Why does the declaration int (*f())[]; doesn't give an error or warning?

Question

The following statement declares a function which takes no argument and returns a pointer to an integer array.

int (*f())[];

It returns a pointer to an integer array of size _____
We didn't specify the size of the array, so it should give some kind of warning or error.

I am asking this because when we pass a 2-D array or a pointer to an integer array to a function, we are always supposed to specify the dimension while declaring the pointer in the formal arguments.
So, Why is this declaration allowed?
Is there any specific reason for not throwing an error or warning for this kind of declaration?
Is it that we can also omit the dimension while defining this function OR it becomes inevitable to specify the dimension while defining it?
For a better understanding, Please give a dummy definition of this function as well.

Answer 1

Throw it into cdecl and you'll see:

 int (*f())[];

declare f as function returning pointer to array of int

This happens because of array to pointer decay .

Answer 2

int (*f())[];

fine

int (*f())[][];

error

int (*f())[][8];

fine

When you pass or return an array, you must give all dimensions other than the first one. The working definition.

Example implementation:

int (*f())[]
{
    static int array[8];
    static int *aptr = array;
    return &aptr;
}

You might do something like this for lazy initialization (including lazy allocation) which is its own topic.

Answer 3

" We didn't specify the size of the array, so it should give some kind of warning or error. "

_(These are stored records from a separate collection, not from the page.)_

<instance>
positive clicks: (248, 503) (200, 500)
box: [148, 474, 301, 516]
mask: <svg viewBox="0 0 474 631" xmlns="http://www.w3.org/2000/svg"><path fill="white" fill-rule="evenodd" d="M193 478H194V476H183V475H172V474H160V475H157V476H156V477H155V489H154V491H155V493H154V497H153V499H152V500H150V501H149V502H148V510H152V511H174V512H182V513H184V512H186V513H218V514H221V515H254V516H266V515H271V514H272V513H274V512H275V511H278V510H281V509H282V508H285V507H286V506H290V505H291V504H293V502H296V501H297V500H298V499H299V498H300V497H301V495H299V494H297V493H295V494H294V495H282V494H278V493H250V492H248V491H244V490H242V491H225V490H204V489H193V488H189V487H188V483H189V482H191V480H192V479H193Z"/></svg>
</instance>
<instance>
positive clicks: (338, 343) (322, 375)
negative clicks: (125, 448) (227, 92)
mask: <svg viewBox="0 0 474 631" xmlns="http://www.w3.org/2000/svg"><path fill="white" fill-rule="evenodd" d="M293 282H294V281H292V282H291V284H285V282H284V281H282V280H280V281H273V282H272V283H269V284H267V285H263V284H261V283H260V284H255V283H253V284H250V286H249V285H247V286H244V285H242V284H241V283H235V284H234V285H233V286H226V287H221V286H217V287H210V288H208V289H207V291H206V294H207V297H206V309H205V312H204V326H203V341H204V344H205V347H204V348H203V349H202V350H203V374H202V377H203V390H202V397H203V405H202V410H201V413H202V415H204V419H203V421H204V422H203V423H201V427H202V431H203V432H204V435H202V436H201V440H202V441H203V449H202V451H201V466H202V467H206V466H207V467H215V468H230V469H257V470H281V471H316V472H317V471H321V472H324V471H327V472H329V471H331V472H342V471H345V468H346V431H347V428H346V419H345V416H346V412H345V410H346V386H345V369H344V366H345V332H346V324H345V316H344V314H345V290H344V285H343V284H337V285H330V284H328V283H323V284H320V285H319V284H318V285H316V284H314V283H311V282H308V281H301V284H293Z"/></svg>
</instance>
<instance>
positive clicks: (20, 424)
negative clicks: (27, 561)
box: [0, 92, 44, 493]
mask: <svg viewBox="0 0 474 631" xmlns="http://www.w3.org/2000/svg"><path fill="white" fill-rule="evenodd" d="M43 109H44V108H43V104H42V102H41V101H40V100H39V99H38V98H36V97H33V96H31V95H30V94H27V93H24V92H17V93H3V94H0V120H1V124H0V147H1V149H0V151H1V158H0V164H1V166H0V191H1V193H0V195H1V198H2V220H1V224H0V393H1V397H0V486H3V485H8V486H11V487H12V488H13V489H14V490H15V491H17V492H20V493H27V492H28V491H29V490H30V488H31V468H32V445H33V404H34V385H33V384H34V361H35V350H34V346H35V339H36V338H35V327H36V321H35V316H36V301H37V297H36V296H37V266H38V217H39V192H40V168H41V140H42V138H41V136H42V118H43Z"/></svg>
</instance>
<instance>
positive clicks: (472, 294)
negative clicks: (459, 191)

We don't need to specify the size of the array to point to. To know the exact size of the array to point to in the caller is not required. f just returns a pointer, not an array.

" I am asking this because when we pass a 2-D array or a pointer to an integer array to a function, we are always supposed to specify the dimension while declaring the pointer in the formal arguments. "

No, that's not true. If you pass a pointer to an array as argument to a function, it doesn't matter if you declare the parameter to be a pointer to an array of 10 or 50 elements or even not to point to an array and just declare a single pointer.

int f (int *p)
{
    return *p;
}

int a[7];
int b = f(a);

is perfectly valid.

int* p is equal to int p[] as well as equal to int p[239] .

The pointer passed is treated as single pointer.

In case of passing pointers to 2D arrays (or more specific a pointer to an array of int ) in the caller, the first can be omitted but last dimension need to be specified.

int f (int (*p)[5])
{
    return **p;
}

int a[4][5];
int b = f(a);